Write a new PixieDust Visualization

Create your own visualizations or apps using the PixieDust extensibility APIs. If you know HTML and CSS, you can write and deliver amazing graphics without forcing notebook users to type one line of code. Use the shape of the data to control when PixieDust shows your visualization in a menu.

When a notebook user invokes display(), PixieDust provides a chrome that include a toolbar of menus. Each menu is a way to visualize or perform action on the data.

PixieDust framework builds that menu based on introspecting the data itself and associating it with components that the developer declares can process that data. PixieDust comes with a set of visualizations and actions out-of-the-box, but you can easily add your own custom plugin.

QuickStart

To get started fast, try our generator, which lets you create a sample visualization by answering a few prompts in Terminal or other command line app.

  1. In Terminal or other command-line shell, navigate to the directory where you want to create the new project. This can be anywhere you choose.
  2. Enter and run:
jupyter pixiedust generate
  1. Respond to the questions/prompts to complete setup. Here’s the entire exchange including the command you’ll run in Step 4:

    _images/generate_vis.png
  2. Install your new visualization.

    If you’re not already there, cd into your project directory and run the following command:

    pip install -e .

  3. Go to your notebook, and restart the kernel.

  4. Run the command import pixiedust

  5. Run the command import Sampleviz (or whatever you named your project)
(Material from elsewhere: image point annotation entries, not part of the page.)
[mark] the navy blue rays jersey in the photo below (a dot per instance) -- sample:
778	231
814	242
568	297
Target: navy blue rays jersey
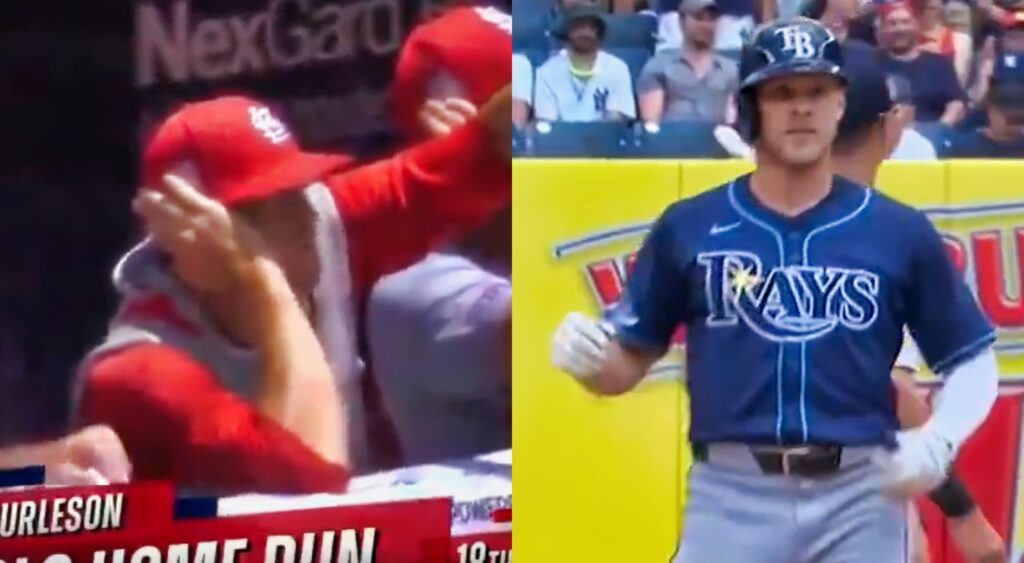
794	323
  6. Then load some data and run the display() command on it.

  7. In the charts dropdown, choose a chart you specified that the renderer can display.

  8. Click the Renderer dropdown.

You see your new visualization menu item! Here’s one named Sampleviz:

_images/sample_viz_menu.png

Explore the code in your new project directory. We’ve commented in some guidance that should help you understand what you’re looking at.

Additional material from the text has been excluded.